How to Choose the Right Veterinarian

Finding the right veterinarian for your dog is a process, and it may take a bit of time before you find someone who is a good fit for both of you. Ideally, you’ll want to find someone who will be part of your pet’s life for a long time and will be providing care for a number of years.

Choose the Right Veterinarian

  1. Start by finding possible candidates.

Ask friends, relatives, relatives, neighbors and co-workers who have dogs where they go for veterinary care and if they would recommend their doctor.

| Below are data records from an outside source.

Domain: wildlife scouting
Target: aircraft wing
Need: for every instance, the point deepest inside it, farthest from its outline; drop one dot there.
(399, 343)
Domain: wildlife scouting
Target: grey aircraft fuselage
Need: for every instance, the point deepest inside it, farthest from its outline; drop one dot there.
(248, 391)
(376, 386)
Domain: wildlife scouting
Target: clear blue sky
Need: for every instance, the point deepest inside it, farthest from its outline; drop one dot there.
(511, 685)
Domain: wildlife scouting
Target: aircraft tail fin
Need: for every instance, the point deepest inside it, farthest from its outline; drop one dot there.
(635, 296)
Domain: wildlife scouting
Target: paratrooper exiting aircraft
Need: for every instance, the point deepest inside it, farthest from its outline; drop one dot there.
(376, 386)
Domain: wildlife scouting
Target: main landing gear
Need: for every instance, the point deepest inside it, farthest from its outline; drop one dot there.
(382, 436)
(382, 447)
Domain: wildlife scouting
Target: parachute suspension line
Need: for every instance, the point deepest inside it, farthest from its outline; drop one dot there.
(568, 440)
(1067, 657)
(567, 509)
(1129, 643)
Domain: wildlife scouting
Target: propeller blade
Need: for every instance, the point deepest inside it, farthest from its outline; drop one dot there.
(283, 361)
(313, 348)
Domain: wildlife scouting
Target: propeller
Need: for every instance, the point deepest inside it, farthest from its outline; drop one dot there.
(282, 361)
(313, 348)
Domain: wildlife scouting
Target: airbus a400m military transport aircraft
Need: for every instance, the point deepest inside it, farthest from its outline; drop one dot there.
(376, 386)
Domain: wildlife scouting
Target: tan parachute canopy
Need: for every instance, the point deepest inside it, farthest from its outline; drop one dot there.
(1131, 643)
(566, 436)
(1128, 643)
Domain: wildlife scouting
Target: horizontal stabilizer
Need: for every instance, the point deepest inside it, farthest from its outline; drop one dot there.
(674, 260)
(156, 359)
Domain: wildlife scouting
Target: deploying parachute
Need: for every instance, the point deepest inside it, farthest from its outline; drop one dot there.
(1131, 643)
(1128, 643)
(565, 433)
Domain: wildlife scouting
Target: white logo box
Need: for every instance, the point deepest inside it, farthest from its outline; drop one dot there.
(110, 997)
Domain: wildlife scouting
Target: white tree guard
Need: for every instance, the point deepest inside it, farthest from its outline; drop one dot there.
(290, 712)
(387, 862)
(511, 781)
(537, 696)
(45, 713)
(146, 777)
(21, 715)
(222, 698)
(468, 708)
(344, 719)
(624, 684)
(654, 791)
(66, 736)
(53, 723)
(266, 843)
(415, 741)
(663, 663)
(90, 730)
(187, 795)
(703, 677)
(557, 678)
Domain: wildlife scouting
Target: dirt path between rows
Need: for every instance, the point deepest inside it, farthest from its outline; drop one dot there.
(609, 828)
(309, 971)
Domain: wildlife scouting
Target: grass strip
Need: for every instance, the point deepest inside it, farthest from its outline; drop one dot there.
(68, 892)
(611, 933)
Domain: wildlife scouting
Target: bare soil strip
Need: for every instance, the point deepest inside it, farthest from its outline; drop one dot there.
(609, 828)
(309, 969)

Visit the American Veterinary Medical Association website, enter your zip code and click on “Find a Veterinariran” to find a doctor in your area. You can also look up veterinarians in your area online to check out their websites to see what kinds of services they offer.

Go to a local pet store or shelter and ask the staff if they can suggest the names of some doctors you could contact. Ask for a suggestion as opposed to a recommendation and the other person is not put on the spot. Explain that you are interested in interviewing a few candidates before you make your choice.

  1. Make sure the veterinarians you are considering are accredited.

Check to ensure that they have met the standards set by the American Animal Hospital Association. It means that a veterinary hospital has voluntarily met the Association’s standards for equipment, facility and quality of care.

Veterinary specialists should be board certified. This means the vet has completed an additional two-four years of study in his or her specialty area and passed an exam.

  1. Make an appointment for a wellness check for your dog.

Your evaluation of the veterinarian should start as soon as you contact his or her office.

  • Are the staff friendly and helpful?
  • Is the office open during hours that are convenient for you?
  • Is the parking convenient?
  • How long do you have to wait to see the vet? Does he or she practice alone or in a group?
  • When you get to the appointment, make note of the general condition of the facility. Is it clean and comfortable for you and your dog?
  • Are there technicians or veterinary assistants on staff?
  1. Observe how the vet interacts with your dog during the exam.
  • Does he or she take some time to pet and reassure your dog before starting the exam proper?
  • Do you feel comfortable asking questions, and are they answered completely?
  • Does the vet provide extra tips about diet and exercise for your dog at the well visit?
  • What kinds of services does the veterinarian offer?
  • Which emergency services are available?
  • Does the vet do blood work, X-rays, EKG, ultrasound and other diagnostics in house or do you need to see a specialist?
  • Can you have your dog boarded, if necessary?
  1. Do the vet’s fees fit your budget?

Some vets will offer a discount to seniors or families with multiple pets, so do ask whether this is the case.